Orgunga // self-released // junho de 2016 
8.6/10 

Bem, como descrever Rico Dalasam para começar? 
Acho que a maneira mais fácil de
se explicar seria um Mykki Blanco brasileiro: um rapper negro e gay que não tem
medo nenhum em tanto estar em contacto com a sua masculinidade como com a sua
femininidade. A pessoa que Rico é desempenha um grande papel na sua música, não
só neste seu disco de estréia mas também como no elogiado EP do ano passado Modo Diverso. Orgunga é um álbum muito rico em termos de
cultura de hip-hop e rap, é um álbum que usa muito as raízes de música que não
só originou o rap moderno mas também usa sons e padrões que são muito
brasileiros, como por exemplo o birimbau na música “Riquíssima”. 

O
modo como Rico rappa também é muito peculiar e interessante e é como papel
absorvente, quem ouve Rico cuspir as suas barras fica logo hipnotizado; um
estilo de rap que agora está em voga no Brasil: um flow muito old-school com a
maioria das rimas sendo entoadas dentro de cada barra como um trava-línguas
(com a rima entre barras mais alienígena) com uma mistura do vanguardismo
sonoro do funk, os beats mais modernos do hip-hop americano e sempre um toque
mágico à Brasil. Outro exemplo de rap brasileiro assim é Costa Gold

Mas
Orgunga é muito mais do que o seu estilo tão inovador. Orgunga é a pura
expressão da negritude de Dalasam, é o empoderamento e luta de direitos do povo
LGBT e negro no Brasil, tendo sempre como influência crucial a cultura negra
como conseguimos ouvir na faixa inicial “MiliMili”. Ao longo do álbum
também conseguimos ouvir uma mistura do português com outras línguas para criar
uma rima mais forte como é com o francês que se ouve particularmente na música
“Dalasam” que é uma faixa muito carregada de empoderamento ao povo
negro. Mas é o single “Esse Close Eu Dei” que nos prende, não só o
videoclip que Rico montou, mas a maneira de como ele rappa e o que diz, a
saudação à cultura LGBT brasileira que o rap brasileiro precisava (que apesar
de Karol Conka existir, não é a mesma coisa); uma música muito provocadora que
grita “eu vou fazer o que nunca ninguém fez antes e vou fazer melhor que
ninguém” e no final, foi exatamente isso o que ele fez, não foi? 

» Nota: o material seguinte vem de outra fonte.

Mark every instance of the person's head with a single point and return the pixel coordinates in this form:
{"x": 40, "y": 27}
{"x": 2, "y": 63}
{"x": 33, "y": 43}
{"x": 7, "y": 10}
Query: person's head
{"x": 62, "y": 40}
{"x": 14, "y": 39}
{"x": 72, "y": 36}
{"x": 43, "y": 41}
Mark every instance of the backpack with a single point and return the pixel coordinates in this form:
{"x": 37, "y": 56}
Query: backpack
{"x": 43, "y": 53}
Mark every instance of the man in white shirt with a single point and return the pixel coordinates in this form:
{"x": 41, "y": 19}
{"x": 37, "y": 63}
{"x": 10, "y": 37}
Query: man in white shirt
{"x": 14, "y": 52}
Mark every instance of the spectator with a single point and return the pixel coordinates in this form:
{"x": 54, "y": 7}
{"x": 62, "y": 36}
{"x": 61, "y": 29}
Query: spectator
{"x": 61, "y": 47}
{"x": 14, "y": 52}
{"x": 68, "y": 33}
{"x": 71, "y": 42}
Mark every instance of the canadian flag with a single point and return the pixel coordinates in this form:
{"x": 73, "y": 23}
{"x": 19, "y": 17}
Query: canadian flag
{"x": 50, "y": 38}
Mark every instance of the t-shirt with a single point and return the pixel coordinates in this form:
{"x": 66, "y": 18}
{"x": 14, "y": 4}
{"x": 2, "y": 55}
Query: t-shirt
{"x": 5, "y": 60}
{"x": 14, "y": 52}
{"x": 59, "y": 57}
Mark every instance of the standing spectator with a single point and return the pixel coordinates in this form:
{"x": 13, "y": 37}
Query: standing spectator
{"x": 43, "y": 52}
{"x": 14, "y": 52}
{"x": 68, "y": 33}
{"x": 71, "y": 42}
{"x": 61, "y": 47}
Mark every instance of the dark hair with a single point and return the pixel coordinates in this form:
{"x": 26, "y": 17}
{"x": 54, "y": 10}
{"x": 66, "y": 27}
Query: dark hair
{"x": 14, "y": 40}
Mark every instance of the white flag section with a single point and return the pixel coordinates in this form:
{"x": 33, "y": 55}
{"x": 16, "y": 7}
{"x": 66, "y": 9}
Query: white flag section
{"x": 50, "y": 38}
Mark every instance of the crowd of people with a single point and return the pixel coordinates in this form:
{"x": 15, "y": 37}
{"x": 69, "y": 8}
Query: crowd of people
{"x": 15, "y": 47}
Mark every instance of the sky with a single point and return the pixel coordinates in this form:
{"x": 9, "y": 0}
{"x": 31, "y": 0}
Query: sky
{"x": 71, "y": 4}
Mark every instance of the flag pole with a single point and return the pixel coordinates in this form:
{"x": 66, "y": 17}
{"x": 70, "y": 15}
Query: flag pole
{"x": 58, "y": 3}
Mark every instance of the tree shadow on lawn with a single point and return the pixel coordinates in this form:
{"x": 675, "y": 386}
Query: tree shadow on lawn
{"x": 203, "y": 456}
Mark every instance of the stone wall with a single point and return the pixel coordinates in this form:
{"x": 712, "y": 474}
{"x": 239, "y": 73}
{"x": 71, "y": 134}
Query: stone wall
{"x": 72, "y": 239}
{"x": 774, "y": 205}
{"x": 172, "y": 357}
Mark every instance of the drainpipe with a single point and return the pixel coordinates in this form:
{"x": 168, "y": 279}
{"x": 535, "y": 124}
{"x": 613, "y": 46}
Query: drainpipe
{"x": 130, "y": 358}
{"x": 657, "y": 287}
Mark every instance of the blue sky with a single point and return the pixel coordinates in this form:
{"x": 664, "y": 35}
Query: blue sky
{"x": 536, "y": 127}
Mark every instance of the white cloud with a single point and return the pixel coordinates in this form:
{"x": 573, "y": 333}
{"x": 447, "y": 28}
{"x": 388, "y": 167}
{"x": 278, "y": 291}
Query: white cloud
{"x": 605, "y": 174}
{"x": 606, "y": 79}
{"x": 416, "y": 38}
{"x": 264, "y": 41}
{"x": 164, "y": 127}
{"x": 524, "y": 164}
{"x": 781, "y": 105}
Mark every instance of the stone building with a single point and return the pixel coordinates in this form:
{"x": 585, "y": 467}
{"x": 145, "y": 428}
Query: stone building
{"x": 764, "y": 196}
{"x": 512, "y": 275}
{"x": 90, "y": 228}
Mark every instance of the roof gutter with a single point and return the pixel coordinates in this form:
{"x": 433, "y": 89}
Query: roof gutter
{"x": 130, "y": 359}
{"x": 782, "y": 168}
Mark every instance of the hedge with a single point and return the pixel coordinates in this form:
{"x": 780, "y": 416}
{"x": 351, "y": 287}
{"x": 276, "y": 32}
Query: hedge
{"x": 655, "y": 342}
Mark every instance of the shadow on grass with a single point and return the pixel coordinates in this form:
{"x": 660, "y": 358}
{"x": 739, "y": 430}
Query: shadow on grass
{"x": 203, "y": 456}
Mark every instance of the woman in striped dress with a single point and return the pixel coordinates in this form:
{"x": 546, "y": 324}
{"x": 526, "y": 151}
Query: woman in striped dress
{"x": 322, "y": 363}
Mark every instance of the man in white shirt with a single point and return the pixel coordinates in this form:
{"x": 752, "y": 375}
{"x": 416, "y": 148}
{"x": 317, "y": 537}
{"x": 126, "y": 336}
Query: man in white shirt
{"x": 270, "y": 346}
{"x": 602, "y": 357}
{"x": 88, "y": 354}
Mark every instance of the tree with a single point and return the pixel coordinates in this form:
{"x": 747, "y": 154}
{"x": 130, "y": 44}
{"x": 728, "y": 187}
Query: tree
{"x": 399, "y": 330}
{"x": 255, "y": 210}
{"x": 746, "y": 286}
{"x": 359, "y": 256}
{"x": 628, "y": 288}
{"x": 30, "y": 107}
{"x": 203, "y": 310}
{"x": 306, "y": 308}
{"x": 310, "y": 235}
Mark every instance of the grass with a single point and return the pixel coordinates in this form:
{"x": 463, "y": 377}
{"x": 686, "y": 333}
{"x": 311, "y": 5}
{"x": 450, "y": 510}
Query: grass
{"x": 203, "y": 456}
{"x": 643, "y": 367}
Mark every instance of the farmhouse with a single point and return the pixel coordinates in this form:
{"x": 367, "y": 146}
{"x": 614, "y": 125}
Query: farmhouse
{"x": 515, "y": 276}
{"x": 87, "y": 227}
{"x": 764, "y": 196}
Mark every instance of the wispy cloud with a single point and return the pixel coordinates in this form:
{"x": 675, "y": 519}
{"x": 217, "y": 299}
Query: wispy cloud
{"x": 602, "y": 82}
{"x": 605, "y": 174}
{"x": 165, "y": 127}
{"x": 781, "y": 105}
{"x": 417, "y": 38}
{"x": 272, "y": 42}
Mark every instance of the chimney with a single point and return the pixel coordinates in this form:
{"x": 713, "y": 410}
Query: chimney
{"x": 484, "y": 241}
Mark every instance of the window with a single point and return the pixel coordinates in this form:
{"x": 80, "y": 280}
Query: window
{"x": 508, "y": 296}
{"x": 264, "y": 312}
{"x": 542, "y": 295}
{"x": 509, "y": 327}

“Drama”, a faixa que ao início pensa-se “vou saltar esta” e
depois não dá para parar de ouvir com uma influência muito nordestina nas
palavras chave usadas para as rimas que é uma homenagem à mãe nordestina do
rapper. Orgunga também tem faixas mais diferentes como
“Relógios” que é uma música mais pop-related para todos os efeitos e “Honestamente”,
uma faixa mais do estilo Drake, meio balada com um trap beat mas muito ousado
nas palavras e sem tabús. Por fim temos “Vambora”, faixa que fecha o
álbum e o resume a 100%, uma mistura de pagode e samba com rap que é esse o som
que Rico Dalasam está tão preparado para trabalhar com e fazer prosperar pelo
rap braisleiro. Em resumo, Orgunga é um álbum forte de pouco mais de 30 minutos
que pode facilmente ser um dos melhores álbuns de hip-hop e rap do ano e é uma
das montanhas mais altas nos Himalaias que é o rap brasileiro.